A prevenção e o tratamento do superendividamento é uma questão de extrema relevância, de tal forma que o aprimoramento do Código de Defesa do Consumidor é importante no que tange ao consumidor superendividado, pois o ordenamento jurídico atual não possui um tratamento especial para a proteção específica dessa parte da população. Este projeto de lei poderá ser um grande avanço acerca da regulação do superendividamento, porém não é a solução para todas as mazelas. Com a finalidade de garantir o mínimo existencial e a dignidade da pessoa humana, o projeto elenca deveres de limitação aos fornecedores de crédito, institui mecanismos de prevenção e tratamento do superendividamento e, ainda, a inclusão da conciliação dos conflitos decorrentes desse fenômeno para que venha a ocorrer a repactuação das dívidas.

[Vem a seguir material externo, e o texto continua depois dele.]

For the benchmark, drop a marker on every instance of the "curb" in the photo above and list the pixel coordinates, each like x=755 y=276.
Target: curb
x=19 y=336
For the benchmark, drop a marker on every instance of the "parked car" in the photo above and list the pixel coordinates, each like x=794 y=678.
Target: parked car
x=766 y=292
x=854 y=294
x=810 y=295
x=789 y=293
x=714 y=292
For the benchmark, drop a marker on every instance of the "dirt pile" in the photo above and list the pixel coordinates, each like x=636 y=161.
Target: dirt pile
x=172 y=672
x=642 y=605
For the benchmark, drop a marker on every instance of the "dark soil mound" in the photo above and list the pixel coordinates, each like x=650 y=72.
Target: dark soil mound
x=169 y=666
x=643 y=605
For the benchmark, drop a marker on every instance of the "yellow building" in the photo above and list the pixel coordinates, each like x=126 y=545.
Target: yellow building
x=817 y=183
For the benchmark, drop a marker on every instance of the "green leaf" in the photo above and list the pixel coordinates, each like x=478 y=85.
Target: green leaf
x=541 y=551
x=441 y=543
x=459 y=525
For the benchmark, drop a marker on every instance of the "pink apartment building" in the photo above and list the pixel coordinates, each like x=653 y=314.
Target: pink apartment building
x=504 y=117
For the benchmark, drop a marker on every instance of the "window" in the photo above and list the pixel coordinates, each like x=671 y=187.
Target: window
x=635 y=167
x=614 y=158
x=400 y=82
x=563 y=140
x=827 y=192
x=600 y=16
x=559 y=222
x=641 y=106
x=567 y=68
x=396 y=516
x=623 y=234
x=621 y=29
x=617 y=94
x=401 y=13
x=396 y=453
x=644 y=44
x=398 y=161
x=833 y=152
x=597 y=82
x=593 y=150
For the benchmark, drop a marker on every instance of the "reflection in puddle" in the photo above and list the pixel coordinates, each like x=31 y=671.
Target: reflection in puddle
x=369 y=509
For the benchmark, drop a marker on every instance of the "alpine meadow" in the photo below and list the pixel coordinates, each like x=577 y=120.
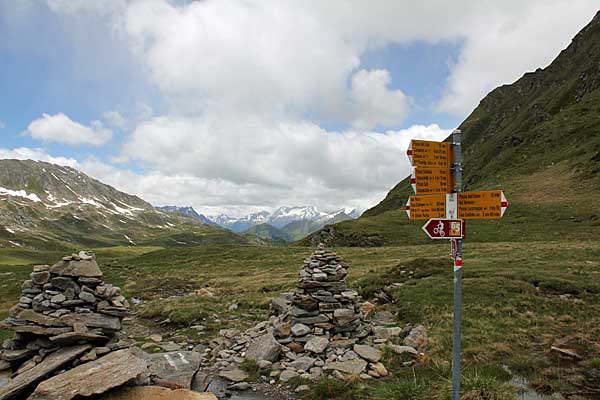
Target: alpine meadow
x=205 y=200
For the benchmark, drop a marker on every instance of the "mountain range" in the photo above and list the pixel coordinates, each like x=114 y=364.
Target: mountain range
x=47 y=206
x=285 y=223
x=538 y=139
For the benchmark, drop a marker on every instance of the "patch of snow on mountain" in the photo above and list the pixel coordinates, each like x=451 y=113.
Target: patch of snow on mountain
x=20 y=193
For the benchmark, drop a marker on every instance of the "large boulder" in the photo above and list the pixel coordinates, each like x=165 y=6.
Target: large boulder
x=156 y=393
x=31 y=377
x=93 y=378
x=83 y=265
x=176 y=367
x=264 y=348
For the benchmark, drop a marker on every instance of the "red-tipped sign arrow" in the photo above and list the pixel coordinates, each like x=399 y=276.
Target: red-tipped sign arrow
x=438 y=228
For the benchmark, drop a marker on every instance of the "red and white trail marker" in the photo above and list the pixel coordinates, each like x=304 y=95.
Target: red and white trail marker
x=441 y=228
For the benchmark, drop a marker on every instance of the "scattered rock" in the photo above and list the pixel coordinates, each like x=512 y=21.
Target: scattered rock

Além do exposto, é necessário que o fornecedor também mude o hábito de oferecer bens e serviços de forma irresponsável, conscientizando-se de que o lucro não deve prejudicar as pessoas, muito pelo contrário, beneficiar ambas as partes. A mudança dessa realidade, somente será possível se houver a contribuição do fornecedor em querer reverter tais situações, uma vez que é a figura principal da relação de consumo, pois tem contato diretamente com o consumidor no momento de oferecimento do bem ou serviço, cabendo-lhe o papel de induzir o consumidor, ou não, a obtenção do produto.